The doAppend method is on the CommitLog, which is the last function in the source code analysis of message writing. In this method, serialization of messages is performed and buffer writing is performed.

First, calculate the actual table position of this message based on the offset of the buffer and the offset of the CommitLog file. This value will only appear in the ConsumeQueue, because the ConsumeQueue stores the offset relative to all commitlogs. Instead of an offset in a single CommitLog file, add the offset location of the CommitLog itself.

The message ID is then created from MessageDecoder. This ID is stored in memory and is a Table of Topic and queue ids under Topic.

Concrete implementation.

This is followed by a large section of configuring serialization of the message.

After serialization is complete, we have the length of the message, so we know how much space this message takes up in the CommitLog, so we need to determine if it’s full.

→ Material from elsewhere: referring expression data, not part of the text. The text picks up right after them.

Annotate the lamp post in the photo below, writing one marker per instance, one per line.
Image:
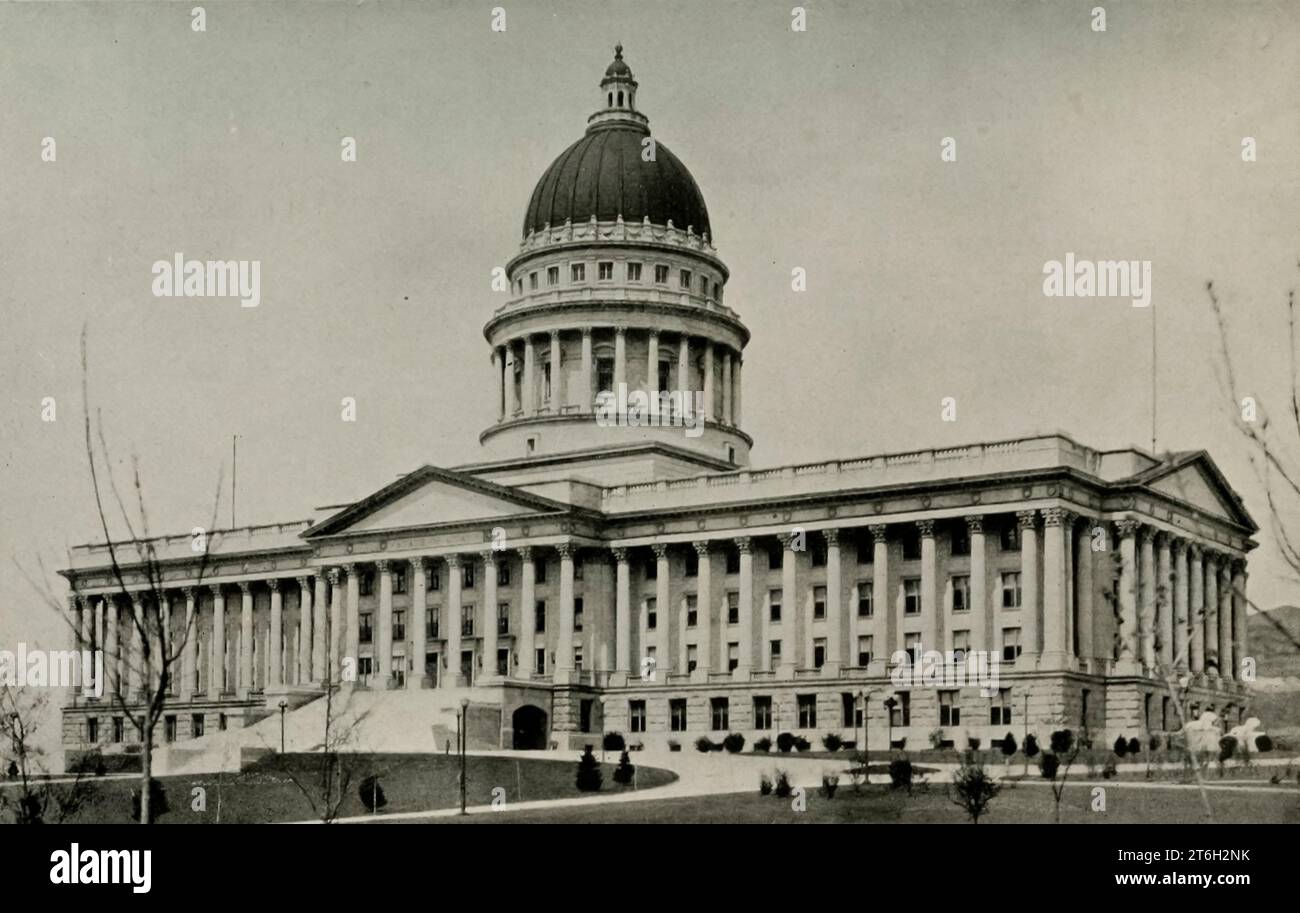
(464, 738)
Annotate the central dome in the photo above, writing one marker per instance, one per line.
(603, 173)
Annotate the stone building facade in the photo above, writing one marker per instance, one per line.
(641, 578)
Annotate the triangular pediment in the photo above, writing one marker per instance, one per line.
(433, 497)
(1194, 479)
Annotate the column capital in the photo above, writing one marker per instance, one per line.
(1127, 526)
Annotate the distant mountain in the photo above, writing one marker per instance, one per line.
(1274, 641)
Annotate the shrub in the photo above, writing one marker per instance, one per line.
(1048, 765)
(372, 793)
(830, 783)
(589, 777)
(900, 774)
(974, 790)
(625, 770)
(157, 801)
(783, 787)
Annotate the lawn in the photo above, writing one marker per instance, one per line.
(1126, 804)
(265, 792)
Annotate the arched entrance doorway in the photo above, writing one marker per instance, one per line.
(529, 725)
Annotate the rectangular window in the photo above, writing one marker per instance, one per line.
(961, 593)
(911, 645)
(949, 714)
(1010, 644)
(900, 714)
(911, 596)
(1000, 708)
(1010, 589)
(719, 713)
(961, 645)
(677, 714)
(807, 712)
(863, 650)
(866, 608)
(960, 540)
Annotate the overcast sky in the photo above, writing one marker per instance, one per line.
(817, 150)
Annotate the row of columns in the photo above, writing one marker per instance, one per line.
(524, 402)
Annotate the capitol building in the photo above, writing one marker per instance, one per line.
(581, 576)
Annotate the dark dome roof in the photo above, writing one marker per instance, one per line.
(605, 176)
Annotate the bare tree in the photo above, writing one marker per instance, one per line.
(40, 799)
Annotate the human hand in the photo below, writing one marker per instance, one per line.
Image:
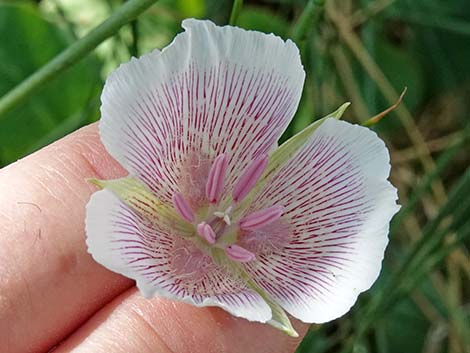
(52, 293)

The logic of if here can be understood to mean that the size of the message plus the CommitLog file terminator needs to be less than the remaining space of the CommitLog file.

This file terminator is actually a magic number found everywhere in UNIX system files, as well as in operating system booting, and can be understood as a special number to separate space on disk.

  // File at the end of the minimum fixed length empty
        private static final int END_FILE_MIN_BLANK_LENGTH = 4 + 4;
Copy the code

Return an error if the size is insufficient.

If there is enough space, start writing messages. Refer to the CommitLog Message specification below.

In contrast to the figure above, the message writing specification fits perfectly.

Finally, the message is put into buffer and success is returned

To sum up, the message is written, but the message is only written to Buffer and will be persisted to disk after a subsequent flush.